Я, наверное, как наивный человек им поверила, что дело в моем месте рождения. Ну, кстати, я до сих пор думаю, что, может быть, это действительно так. Нет, мне не было особо страшно, и у меня вообще не было мыслей уезжать, честно говоря, вообще этот вопрос для меня был закрыт, эта проблема не стояла, потому что у меня были очень пожилые родители, 93 и 95 лет. Но вот папы не стало как раз через несколько дней, в ноябре, после моего возвращения из Каира, однако осталась 96-летняя мама.
Мне все время говорили, что ты очень рискуешь, когда пишешь такие тексты, потому что, если уж ты не хочешь оставлять родителей, то будь потише. Не получилось быть потише, что поделаешь.
– Я смотрел ваш фейсбук, помимо того поста, и он до ареста был полон фотографиями бомбежек Украины, был полон пусть не прямыми обвинениями российской армии, но, позиция была абсолютно понятна. Такую позицию публично обычно высказывают те, кто уже находится в безопасности, то есть в эмиграции. Давали ли вам какие-нибудь намеки, или уголовное дело упало как гром среди ясного неба?
– Нет, меня ни о чем не предупреждали, со мной об этом говорили друзья, но, обладая, в общем, достаточно скверным характером, заносчивым, я не обращала на это внимания и по русскому обычаю надеялась на авось. Нет, силовики никаких намеков не делали, и, хотя я понимала, что такое может случиться, звонок в дверь, приход людей в масках был как гром среди ясного неба, вы правы.
– Как выглядел этот приход, утро обыска, показались ли вам силовики искренними, такими трубадурами режима, или всё-таки действовали по указке?
– Это было 10 часов утра, я сидела на кухне с мамой (я переехала к ней после смерти папы), и я случайно увидела чат дома, где кто-то написал: «А вы не знаете, что это за люди в масках рвутся, в 26-ю квартиру?» Тут я поняла, что пришли за мной. Не успела оглянуться – раздался звонок в дверь. Конечно, мне надо было лучше подготовиться, спрятать загранпаспорт, но я это не сделала. Посмотрела в глазок – там стоял молодой человек, который сказал, что это полиция, они проверяют мигрантов, а вот вы не знаете, кто живёт в соседней квартире. Он говорил ласково, но мне стало понятно, в чём дело, сопротивляться не было никакого смысла, они сломали бы дверь.

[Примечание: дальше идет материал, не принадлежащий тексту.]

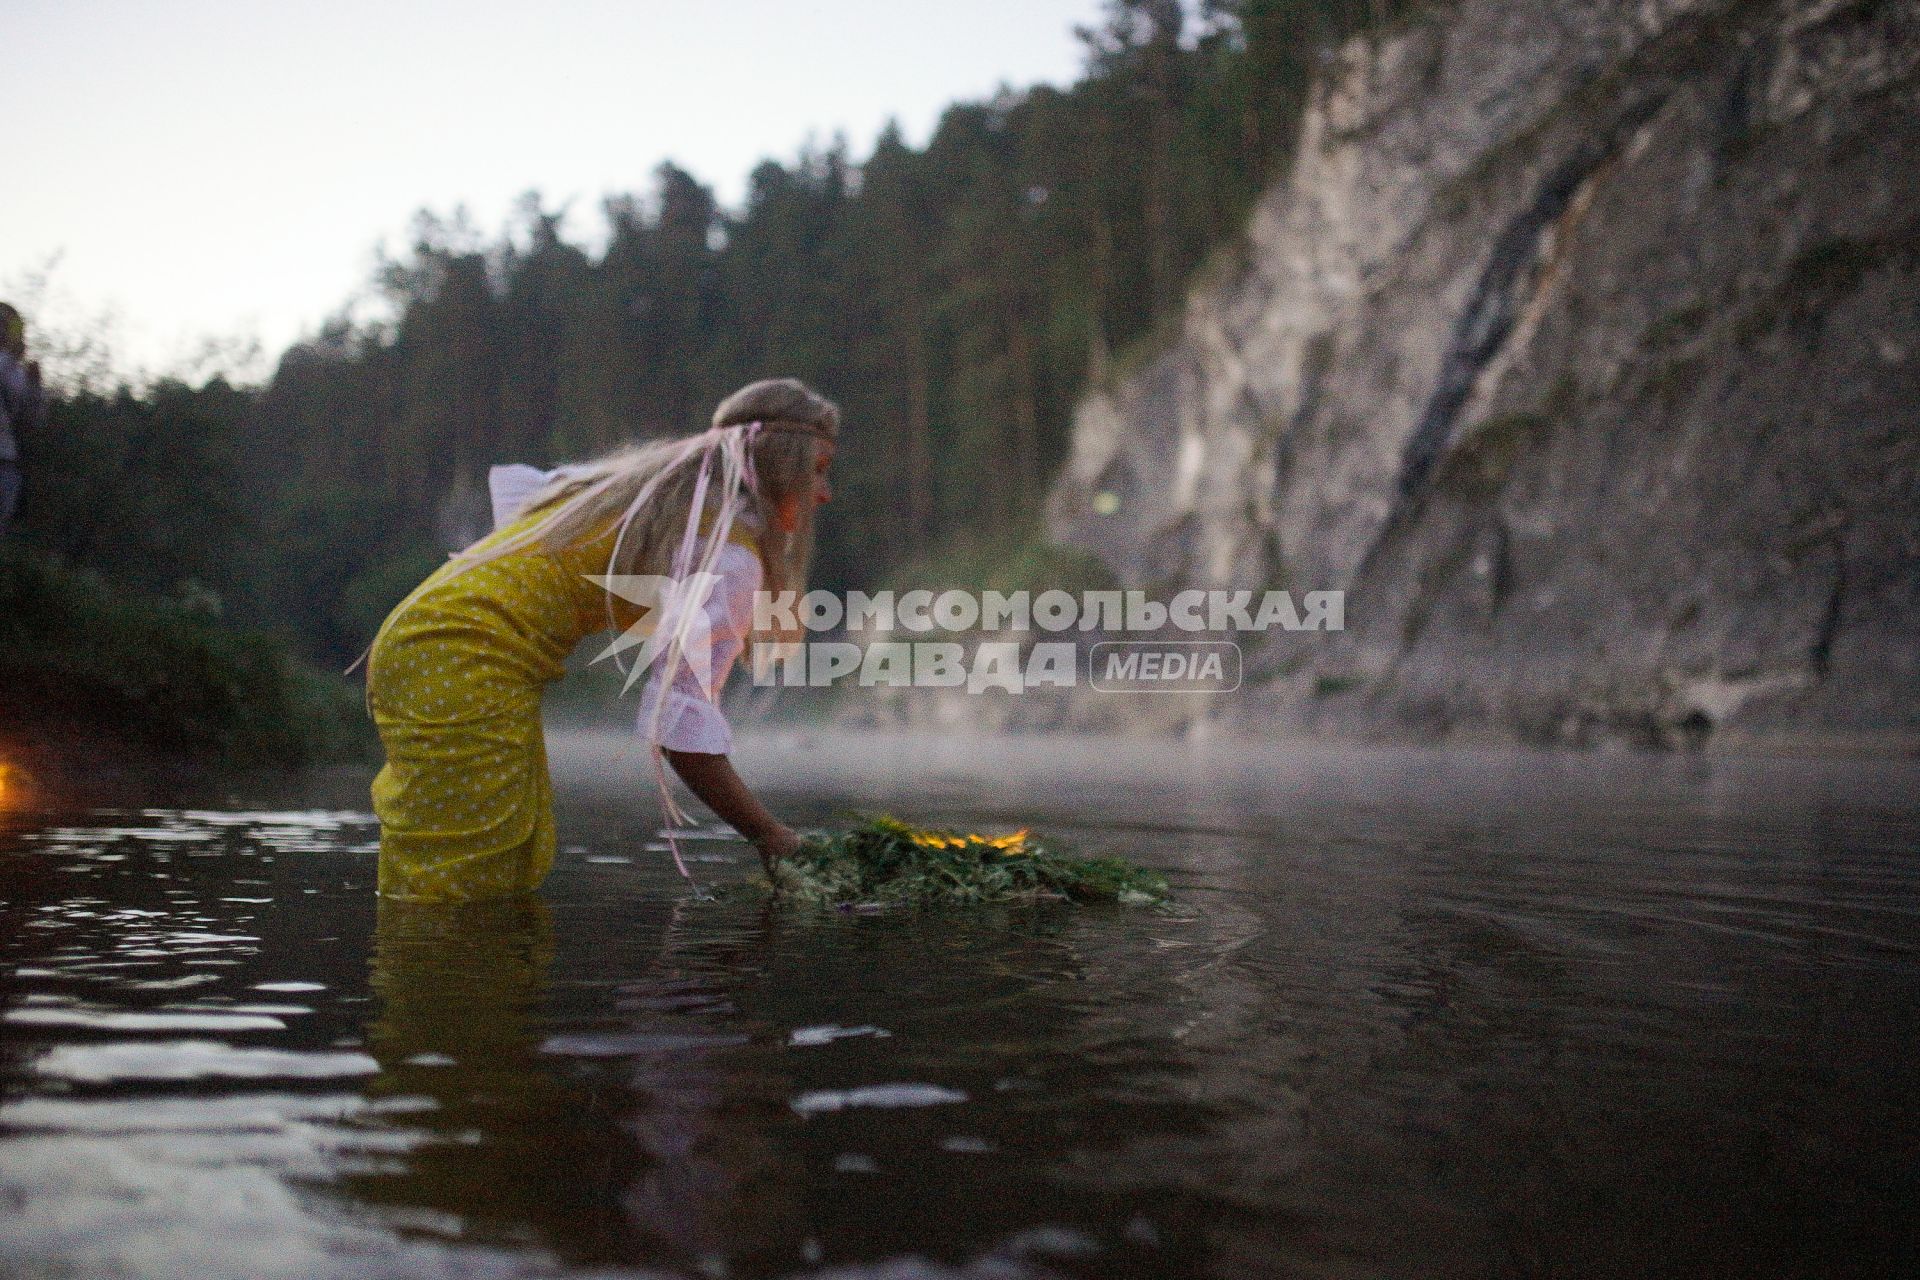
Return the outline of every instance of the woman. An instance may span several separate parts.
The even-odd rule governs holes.
[[[794,850],[799,838],[728,761],[713,693],[752,630],[754,593],[804,590],[839,428],[833,402],[794,379],[743,387],[700,435],[544,477],[519,514],[394,609],[367,668],[387,755],[373,782],[382,895],[493,897],[546,877],[555,831],[540,696],[573,647],[608,626],[651,632],[641,726],[669,823],[683,816],[662,760],[769,867]],[[657,596],[633,590],[663,577],[672,585]]]

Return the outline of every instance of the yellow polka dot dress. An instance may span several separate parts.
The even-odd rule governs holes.
[[[485,548],[524,528],[515,521]],[[751,545],[736,526],[731,541]],[[553,866],[544,686],[607,626],[611,530],[554,553],[535,544],[455,576],[442,566],[388,619],[368,656],[367,703],[386,750],[373,780],[383,897],[525,893]],[[614,623],[637,611],[618,599]]]

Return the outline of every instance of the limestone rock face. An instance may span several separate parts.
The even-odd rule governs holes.
[[[1916,0],[1435,6],[1213,265],[1048,522],[1132,585],[1347,592],[1216,719],[1920,741]]]

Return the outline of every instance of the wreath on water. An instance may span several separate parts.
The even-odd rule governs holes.
[[[828,906],[1070,899],[1151,906],[1166,877],[1124,858],[1078,858],[1028,831],[984,836],[859,814],[845,831],[814,835],[770,877],[776,893]]]

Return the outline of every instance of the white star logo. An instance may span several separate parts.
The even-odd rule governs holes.
[[[712,701],[717,691],[713,688],[713,627],[707,619],[706,603],[719,585],[719,574],[695,573],[685,579],[653,573],[589,573],[585,577],[595,586],[646,610],[593,657],[594,662],[599,662],[617,658],[635,645],[640,647],[633,669],[627,672],[626,683],[620,686],[621,693],[633,688],[634,682],[653,665],[654,659],[666,649],[675,625],[684,617],[686,639],[681,646],[680,660],[700,682],[708,701]],[[667,673],[668,683],[673,674]]]

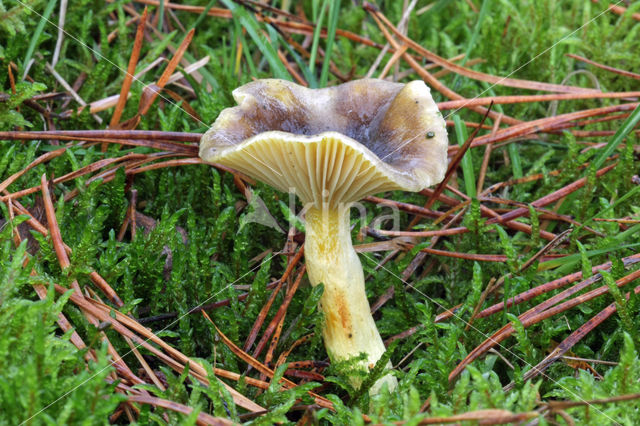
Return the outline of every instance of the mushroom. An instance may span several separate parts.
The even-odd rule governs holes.
[[[371,368],[385,347],[351,243],[349,208],[367,195],[419,191],[443,179],[447,132],[429,88],[364,79],[307,89],[265,79],[233,97],[238,106],[222,111],[203,135],[200,157],[298,195],[309,281],[324,284],[327,353],[334,361],[365,353],[361,365]],[[397,381],[386,375],[371,393],[383,383],[392,390]]]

Я открыла, лестничная клетка была полна вот этими людьми в масках, были ещё двое понятых, какие-то страшно напуганные два молодых человека, они были куда более напуганы, чем я, а я, в общем, вела себя спокойно. Вперёд выступил человек с бумагой: «Сейчас я вам зачитаю, что вы подозреваетесь в совершении преступления по статье 207, час 2, фейки...» Я говорю: не надо, тут сквозняк из-за вас, заходите – и повернулась.

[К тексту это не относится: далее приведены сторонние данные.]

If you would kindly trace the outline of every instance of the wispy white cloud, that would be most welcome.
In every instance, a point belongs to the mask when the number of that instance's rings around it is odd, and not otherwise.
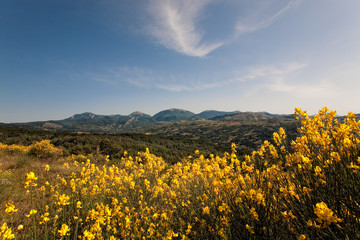
[[[252,89],[245,98],[259,94],[260,91],[286,93],[304,98],[322,98],[338,95],[336,86],[329,80],[304,81],[302,73],[306,71],[307,64],[286,63],[279,65],[255,66],[235,81],[253,81]]]
[[[197,22],[210,0],[153,0],[148,11],[152,17],[148,32],[163,46],[179,53],[203,57],[223,42],[203,41]]]
[[[183,92],[183,91],[192,91],[193,88],[189,86],[180,85],[180,84],[157,84],[156,88],[171,91],[171,92]]]
[[[254,32],[270,26],[281,15],[283,15],[286,11],[296,6],[299,2],[300,0],[291,0],[284,8],[280,9],[274,15],[255,23],[248,23],[246,20],[238,21],[235,27],[235,35],[238,36],[247,32]]]
[[[127,82],[138,87],[151,86],[154,81],[159,81],[157,76],[150,69],[139,67],[118,67],[107,69],[109,76],[116,82]]]
[[[242,70],[243,73],[240,73],[239,76],[235,77],[232,81],[244,82],[259,78],[266,78],[269,80],[284,79],[290,74],[294,74],[305,67],[306,64],[298,62],[251,66],[246,70]]]
[[[304,98],[323,98],[337,96],[336,87],[330,81],[314,82],[312,84],[288,83],[286,81],[275,81],[267,88],[274,92],[284,92]]]
[[[154,74],[150,69],[129,66],[106,68],[102,72],[72,74],[72,77],[74,79],[85,78],[108,85],[129,83],[142,88],[152,87],[154,83],[162,81],[162,76]]]
[[[86,77],[106,84],[126,82],[142,88],[183,92],[225,87],[249,81],[253,81],[254,84],[262,83],[262,86],[265,86],[267,83],[261,82],[264,79],[271,81],[271,83],[277,83],[276,86],[280,87],[280,84],[285,79],[304,67],[304,64],[299,63],[287,63],[279,66],[254,66],[234,72],[232,77],[218,79],[210,72],[195,77],[156,72],[147,68],[123,66],[106,69],[102,74],[87,73]],[[275,90],[272,84],[269,85],[269,88]]]
[[[157,88],[171,92],[202,91],[229,86],[241,90],[246,86],[243,98],[263,91],[307,98],[337,95],[336,87],[330,80],[323,78],[320,81],[302,81],[307,68],[308,64],[298,62],[257,65],[242,68],[234,71],[232,76],[218,79],[211,72],[195,77],[125,66],[107,69],[103,74],[88,74],[88,77],[107,84],[126,82],[140,88]]]
[[[251,14],[245,16],[235,23],[232,37],[228,36],[224,37],[222,41],[209,42],[204,39],[198,23],[199,20],[206,21],[202,18],[203,13],[210,3],[216,4],[214,0],[153,0],[150,1],[147,8],[150,19],[146,32],[159,44],[169,49],[188,56],[204,57],[241,34],[270,26],[286,11],[297,6],[300,1],[302,0],[290,0],[285,7],[265,19],[254,20],[254,16]],[[263,11],[265,10],[263,9]],[[253,14],[255,15],[255,13]],[[263,14],[259,15],[263,16]]]
[[[289,9],[297,6],[300,3],[300,1],[301,0],[291,0],[284,8],[277,11],[274,15],[254,23],[248,23],[248,20],[238,21],[235,27],[235,36],[239,36],[247,32],[254,32],[270,26]]]

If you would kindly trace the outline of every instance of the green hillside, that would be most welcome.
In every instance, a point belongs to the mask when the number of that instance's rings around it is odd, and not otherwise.
[[[96,134],[54,132],[0,126],[0,142],[4,144],[30,145],[42,139],[49,139],[56,147],[62,148],[65,155],[103,154],[110,159],[120,159],[124,151],[136,155],[146,148],[169,163],[175,163],[198,149],[205,156],[210,153],[222,154],[229,151],[230,145],[222,146],[200,140],[179,137],[152,136],[136,133]]]

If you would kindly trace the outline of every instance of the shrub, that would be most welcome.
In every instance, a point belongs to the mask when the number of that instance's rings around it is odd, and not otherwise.
[[[41,140],[29,146],[28,153],[38,158],[50,158],[61,154],[61,150],[50,143],[50,140]]]

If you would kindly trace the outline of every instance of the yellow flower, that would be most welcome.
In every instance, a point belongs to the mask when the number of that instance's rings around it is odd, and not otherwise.
[[[33,172],[29,172],[28,174],[26,174],[26,181],[28,182],[33,182],[36,181],[38,178],[35,177],[35,173]]]
[[[6,223],[4,223],[0,228],[0,237],[2,237],[2,239],[4,240],[15,238],[15,235],[12,233],[11,228],[9,228]]]
[[[29,212],[29,214],[26,215],[26,217],[31,217],[32,215],[35,215],[36,213],[37,213],[37,210],[31,209],[30,212]]]
[[[48,218],[48,217],[49,217],[49,213],[48,213],[48,212],[42,214],[42,215],[41,215],[41,218],[42,218],[43,220],[40,222],[40,224],[43,224],[43,223],[45,223],[45,222],[50,221],[50,218]]]
[[[349,138],[345,138],[345,139],[344,139],[344,147],[350,148],[351,145],[352,145],[351,140],[350,140]]]
[[[66,236],[68,234],[68,232],[70,231],[68,225],[66,224],[63,224],[61,226],[61,229],[58,230],[58,232],[60,233],[60,236],[63,237],[63,236]]]
[[[306,240],[307,237],[304,235],[304,234],[301,234],[299,237],[298,237],[298,240]]]
[[[17,229],[22,230],[23,228],[24,228],[24,226],[20,224]]]
[[[38,178],[35,177],[35,173],[33,172],[29,172],[28,174],[26,174],[26,181],[25,181],[25,188],[32,186],[35,187],[37,184],[35,183],[35,181]]]
[[[203,214],[208,214],[208,215],[210,214],[210,209],[208,206],[203,208]]]
[[[92,240],[92,239],[95,239],[95,236],[88,230],[85,230],[83,239]]]
[[[192,226],[188,223],[187,229],[186,229],[186,231],[185,231],[185,233],[186,233],[187,235],[189,235],[189,234],[191,233],[191,228],[192,228]]]
[[[5,205],[6,209],[5,209],[5,213],[7,215],[13,215],[14,213],[16,213],[18,211],[18,209],[15,208],[15,206],[12,203],[7,203]]]
[[[314,171],[315,171],[315,176],[319,176],[320,174],[321,174],[321,167],[319,167],[319,166],[316,166],[315,167],[315,169],[314,169]]]
[[[256,221],[259,221],[259,215],[257,214],[256,210],[254,207],[252,207],[250,209],[250,215],[253,219],[255,219]]]
[[[154,215],[152,215],[152,219],[156,220],[159,217],[159,214],[154,213]]]
[[[174,233],[172,230],[169,230],[166,234],[166,239],[173,239],[173,237],[178,237],[179,235],[177,233]]]
[[[48,172],[48,171],[49,171],[49,169],[50,169],[49,164],[46,164],[46,165],[45,165],[45,169],[44,169],[44,170],[45,170],[46,172]]]
[[[65,194],[62,194],[59,196],[59,201],[57,202],[57,204],[62,206],[69,205],[70,204],[69,199],[70,196],[66,196]]]
[[[341,222],[341,219],[334,215],[334,212],[328,208],[324,202],[316,204],[316,207],[314,207],[314,213],[318,216],[316,219],[318,223],[331,224]]]
[[[252,234],[255,234],[255,232],[254,232],[254,227],[250,227],[248,224],[246,224],[246,229],[250,232],[250,233],[252,233]]]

Он очень обиделся: «Почему вы поворачиваетесь к нам спиной?!» Дальше они вели себя очень корректно, обыск был очень скромный, дежурный такой, они даже не заходили в другие комнаты, посмотрели по верхам, увидели шкатулку с документами, забрали паспорта, смартфон. У меня был ещё один смартфон: я говорю, что использую его как электронную книгу, там нет сим-карты. – Ладно, оставим.
Увидели ещё другой компьютер. Я говорю: это мой старый. – Ладно, пусть остаётся. Отцовский компьютер они оставили, но очень рылись в отцовских вещах, а он известный в Украине человек, учёный, очень много наград у него, и государственные премии, орден украинский. – О, а как это, это украинский орден? – Если бы это был французский орден, вас бы это не смутило бы? – Нет, ну, всё-таки украинский!

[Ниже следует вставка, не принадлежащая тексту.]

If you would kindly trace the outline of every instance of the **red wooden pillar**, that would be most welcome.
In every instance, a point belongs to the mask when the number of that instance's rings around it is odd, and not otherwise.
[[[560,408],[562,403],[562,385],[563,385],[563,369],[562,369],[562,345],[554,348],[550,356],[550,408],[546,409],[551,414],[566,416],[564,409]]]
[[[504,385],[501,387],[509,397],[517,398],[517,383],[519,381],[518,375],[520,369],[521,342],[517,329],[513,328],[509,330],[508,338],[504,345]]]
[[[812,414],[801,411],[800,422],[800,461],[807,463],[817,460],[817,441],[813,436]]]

То есть для них это что-то, конечно, из ряда вон.
Вскоре мы поехали в Следственный комитет, где очень долго пришлось ждать адвоката. Почему я не вспомнила сразу про Михаила Бирюкова, почему я не позвонила ему, это одному богу известно. Ждали назначенного адвоката часов пять, наверное, всё это время я сидела вот с этими сопровождающими, они со мной вели беседы, объясняли, что я раскачиваю систему.
Говорю: посмотрите на меня, я маленькая женщина, и тремя маленькими постами я раскачала вашу систему? Что же это за система такая? На что он мне с отвращением сказал: «Ну, вас много таких». Говорю: тут вы не совсем правы.
Так что вот эти вот ребята сопровождающие, полицейские, мне кажется, совершенно отравлены «патриотическими» настроениями, пропагандой, они говорят совершенно одно и то же про раскачку системы, про то, что кругом враги, что если бы не мы напали, то Украина напала, ну, бесполезно говорить, это религия.

Денис Галицын / SOTA
– Где вы были 8 лет...
– Да-да, совершенно правильно.
– А потом уже, когда дело дошло до выбора мера пресечения, насколько суд верил в это все?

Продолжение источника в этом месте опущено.